Step dad has dementia. We've never been close and I've never really liked him that much. He's not been awful to my mum, but he hasn't been particularly good either. He was diagnosed 3 yrs ago, and he's an alcoholic. My mum looks after him by herself, and she's a bit of a martyr about it, refusing most help.

We don't see each other often because of distance and I have a 10 month old DD. My mum and I both want her to move closer to us so she can see DD more often and benefit from having me nearby as moral support, but she won't move my Stepdad as she thinks he needs his familiar surroundings.

Recently they were both here and had a number of heated arguments, resulting in my stepdad grabbing my mum and raising his fist to her, pushing me as I got between them, slamming doors and therefore damaging walls.

The whole thing made me feel awful. I am devastated that this is my mum's life, day in, day out. She said she wants to die. I empathise with my stepdad and I understand how truly awful it must be for him, but I want my mum to have a life and a relationship with my DD. I've told her she needs to find somewhere she can take him for 1 weekend a month so she can have a life, visit us on her own, see friends etc..

I feel callous not wanting him here, but it's so miserable when he is here.

FannyTheFlamingo Sun 24-Sep-17 12:29:47

Anyone? sad

ZorbaTheHoarder Sun 24-Sep-17 12:39:42

Hi OP, this sounds like a very difficult situation, but I think that you have to put yourself and your baby daughter first.

It is very sad if your step-dad is suffering from dementia, but he sounds aggressive and dangerous.

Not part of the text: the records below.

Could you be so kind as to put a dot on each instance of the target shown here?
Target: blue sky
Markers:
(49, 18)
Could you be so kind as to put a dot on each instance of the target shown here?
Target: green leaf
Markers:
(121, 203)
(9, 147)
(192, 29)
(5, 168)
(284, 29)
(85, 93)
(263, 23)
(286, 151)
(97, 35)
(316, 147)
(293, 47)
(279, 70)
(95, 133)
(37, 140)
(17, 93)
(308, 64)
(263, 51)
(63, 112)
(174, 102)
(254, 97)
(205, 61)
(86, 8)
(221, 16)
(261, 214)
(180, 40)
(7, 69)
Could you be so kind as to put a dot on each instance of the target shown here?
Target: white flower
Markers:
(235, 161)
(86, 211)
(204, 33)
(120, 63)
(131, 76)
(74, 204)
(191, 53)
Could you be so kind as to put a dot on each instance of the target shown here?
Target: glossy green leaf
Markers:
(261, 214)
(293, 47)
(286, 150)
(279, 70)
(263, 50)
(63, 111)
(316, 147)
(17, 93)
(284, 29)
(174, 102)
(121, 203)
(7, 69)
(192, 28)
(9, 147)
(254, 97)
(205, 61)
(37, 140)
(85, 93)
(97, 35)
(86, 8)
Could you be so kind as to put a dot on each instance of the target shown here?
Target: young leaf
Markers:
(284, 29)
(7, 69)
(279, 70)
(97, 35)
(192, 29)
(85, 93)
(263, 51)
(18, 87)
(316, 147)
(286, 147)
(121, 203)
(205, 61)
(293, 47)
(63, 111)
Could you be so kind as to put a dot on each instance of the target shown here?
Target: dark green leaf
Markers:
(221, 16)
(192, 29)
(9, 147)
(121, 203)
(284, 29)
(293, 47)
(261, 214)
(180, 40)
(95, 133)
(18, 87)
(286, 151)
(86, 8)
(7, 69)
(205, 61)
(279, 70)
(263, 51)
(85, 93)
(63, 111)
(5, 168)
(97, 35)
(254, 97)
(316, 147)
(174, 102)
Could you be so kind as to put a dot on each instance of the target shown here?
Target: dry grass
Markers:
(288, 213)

Your mother needs to decide whether she can continue living like that, but you shouldn't have to put up with it.

It sounds as though he will have to go into some kind of sheltered housing at some point soon, as your mother will not be able to cope indefinitely and nor should she have to.

Perhaps the best support you could give her is to help her find somewhere more suitable for him to go to?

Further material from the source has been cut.